Tudo isso mudou com o advento da nova astronomia de Nicolau Copérnico, um servidor administrativo da Catedral de Frombork — uma pequena cidade costeira no norte da Polônia. Na época, oficiais da Igreja Católica reconheceram que o calendário que vinha sendo usado desde o tempo de Julio Cesar estava cada vez mais fora de sintonia com as estrelas. Copérnico era conhecido por estar trabalhando em uma nova teoria de movimentos celestes, segundo a qual a terra se movia em redor de um sol estacionário. A igreja queria que ele participasse de discussões a respeito de como consertar o calendário. Copérnico, entretanto, preferiu trabalhar de forma isolada. Por muitos anos ele ignorou os pedidos de pelo menos um cardeal e dois bispos para que publicasse suas ideias, até que, finalmente, um jovem astrônomo luterano da Universidade de Wittenberg, Georg Joachim Rheticus, fez uma visita prolongada e foi capaz de persuadir Copérnico a permitir que seu livro fosse publicado na Alemanha. Ao contrário do que geralmente é dito — ou sugerido indiretamente –, Copérnico tinha total liberdade para explorar suas ideias enquanto trabalhava para a igreja e foi até mesmo encorajado a publicá-las.

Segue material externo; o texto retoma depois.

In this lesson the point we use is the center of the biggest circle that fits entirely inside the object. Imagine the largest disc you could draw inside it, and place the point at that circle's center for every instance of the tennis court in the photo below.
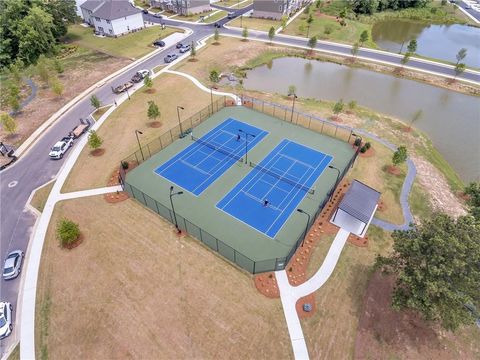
(272, 190)
(207, 158)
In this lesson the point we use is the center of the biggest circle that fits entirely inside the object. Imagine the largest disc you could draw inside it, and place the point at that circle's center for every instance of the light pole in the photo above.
(306, 227)
(138, 140)
(336, 181)
(246, 142)
(179, 123)
(293, 105)
(172, 194)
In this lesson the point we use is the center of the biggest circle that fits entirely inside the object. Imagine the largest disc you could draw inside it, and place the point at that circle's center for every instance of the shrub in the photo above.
(67, 231)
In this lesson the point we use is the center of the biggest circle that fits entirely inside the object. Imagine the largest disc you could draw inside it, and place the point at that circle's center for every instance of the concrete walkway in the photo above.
(289, 294)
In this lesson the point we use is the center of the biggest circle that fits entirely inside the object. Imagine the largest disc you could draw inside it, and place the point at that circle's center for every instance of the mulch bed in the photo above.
(118, 196)
(154, 124)
(296, 268)
(97, 152)
(74, 244)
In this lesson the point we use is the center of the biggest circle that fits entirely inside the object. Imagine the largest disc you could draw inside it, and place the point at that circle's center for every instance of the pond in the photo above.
(435, 41)
(450, 119)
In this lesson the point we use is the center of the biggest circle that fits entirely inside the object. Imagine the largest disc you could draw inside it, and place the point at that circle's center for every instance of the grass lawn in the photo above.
(133, 46)
(215, 17)
(118, 131)
(255, 24)
(134, 289)
(41, 195)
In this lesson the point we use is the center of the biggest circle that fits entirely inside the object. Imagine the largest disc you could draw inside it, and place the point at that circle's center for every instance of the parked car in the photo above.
(13, 264)
(159, 43)
(6, 326)
(121, 88)
(140, 75)
(185, 48)
(61, 147)
(170, 57)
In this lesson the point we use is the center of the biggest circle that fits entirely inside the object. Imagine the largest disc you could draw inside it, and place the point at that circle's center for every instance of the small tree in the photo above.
(67, 232)
(399, 156)
(153, 113)
(214, 76)
(271, 33)
(352, 105)
(338, 107)
(462, 53)
(148, 82)
(245, 34)
(58, 66)
(94, 140)
(292, 89)
(354, 50)
(412, 46)
(8, 123)
(95, 101)
(364, 37)
(459, 69)
(312, 42)
(57, 87)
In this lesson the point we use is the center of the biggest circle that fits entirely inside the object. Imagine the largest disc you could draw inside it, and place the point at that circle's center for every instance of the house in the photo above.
(276, 9)
(112, 17)
(182, 7)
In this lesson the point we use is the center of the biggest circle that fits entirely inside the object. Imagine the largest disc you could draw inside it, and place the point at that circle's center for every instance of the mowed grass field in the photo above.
(132, 46)
(118, 131)
(134, 289)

É verdade que as ideias de Copérnico eram controversas; mas objeções científicas (em vez de objeções religiosas) constituíam a maior parte das críticas que ele recebeu. A maioria dos astrônomos antes de Galileu considerava o heliocentrismo uma hipótese altamente especulativa, totalmente desprovida de suporte baseado em observações e contrária ao senso comum.  Como o próprio Galileu disse, a sua admiração pelos copernicanos era tão grande precisamente porque eles haviam “agido com tal violência para com seus próprios sentidos a ponto de preferir o que a razão lhes dizia àquilo que a experiência sensível claramente mostrava ser o contrário”.  A incapacidade (na época) para observar a paralaxe anual das estrelas pesou muito contra a ideia da movimentação da terra, e a física Aristotélica não faria sentido se a terra não estivesse em repouso no centro dos céus. Essas considerações levaram Tycho Brahe (1546-1601), o grande astrônomo de sua geração e um oponente declarado da cosmologia aristotélica, a rejeitar decisivamente a visão copernicana. Ele defendia um modelo geocêntrico alternativo que mais tarde provou ser adequado para explicar tudo que Galileu havia observado com seu telescópio.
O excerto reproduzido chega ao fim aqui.